Rethinking Migration in the Age of AI

In the past, I considered a novel—albeit brute-force-ish—approach to data migration: using a browser automation agent to simulate a user manually copying content from one system to another. These agents, powered by large language models, can control a browser, navigate interfaces, click buttons, fill out forms, and copy data—effectively acting as tireless human proxies.

This pseudo-manual strategy is intriguing because it sidesteps restrictive platforms that try to lock in content by omitting APIs or export options. As long as a human can access data through the interface, so can a browser automation agent. It guarantees that migration remains possible—even when a platform tries to prevent it.

But recently, as I’ve been developing AI agents for system orchestration, my thinking has shifted.

Rather than simulating human behavior at the interface level, a more powerful and elegant approach is emerging: orchestrating two systems directly—the source and the target—using AI agents that understand their internal data models. These agents can operate APIs, translate schemas, and intelligently map data from one environment to another.

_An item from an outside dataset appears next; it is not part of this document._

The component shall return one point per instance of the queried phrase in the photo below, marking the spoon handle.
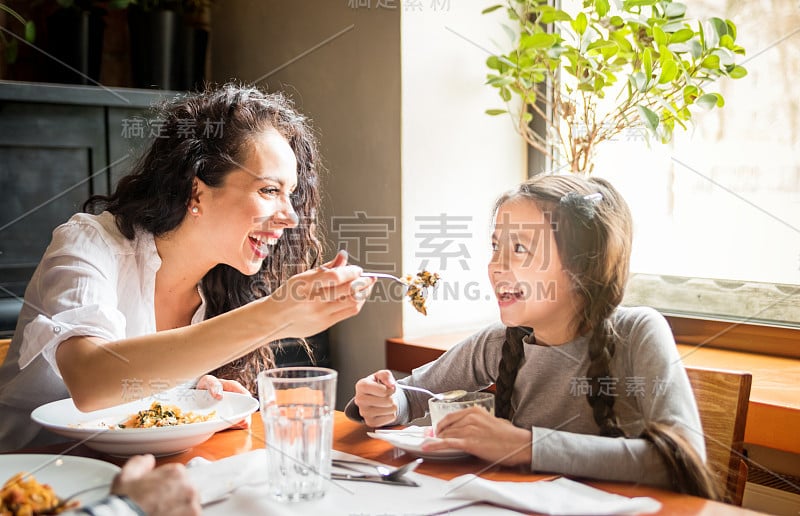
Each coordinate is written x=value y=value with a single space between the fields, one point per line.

This transforms migration from a labor simulation into a kind of machine-to-machine negotiation. The AI doesn’t need to mimic buttons and scrollbars—it understands structure, semantics, and intent. It can reason through differences in format, normalize inconsistencies, and automate the entire pipeline from extraction to ingestion.

What’s powerful here is the shift in agency: instead of teaching AI to "do what a user would do," we let it do what the systems should do—if they could speak to each other.

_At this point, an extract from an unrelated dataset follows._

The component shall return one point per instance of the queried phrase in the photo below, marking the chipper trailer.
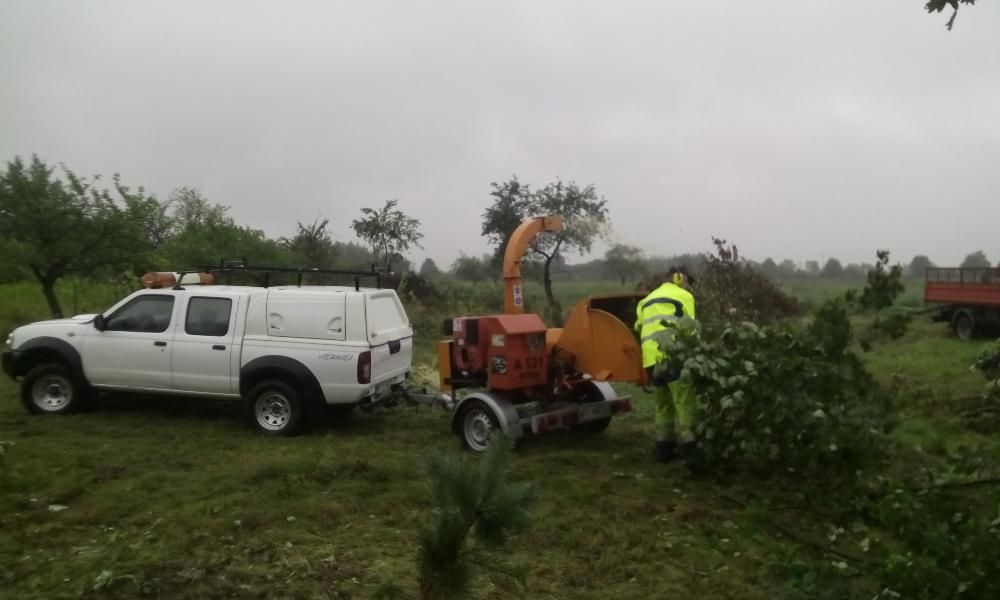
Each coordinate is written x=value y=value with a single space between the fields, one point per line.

The evolution from browser automation to orchestration agents reflects a broader trend in AI tooling. We’re moving beyond workflows that mimic humans toward agents that reason, coordinate, and execute at a higher level of abstraction. In this new paradigm, migration isn’t just possible—it’s intelligent, adaptive, and infrastructure-aware.

We’re now beginning to experiment with this directly. As we develop orchestration technologies, we’ll be testing this approach—building agents that can interface with both source and target systems, translate between them, and manage end-to-end migrations. It’s early days, but the potential is enormous.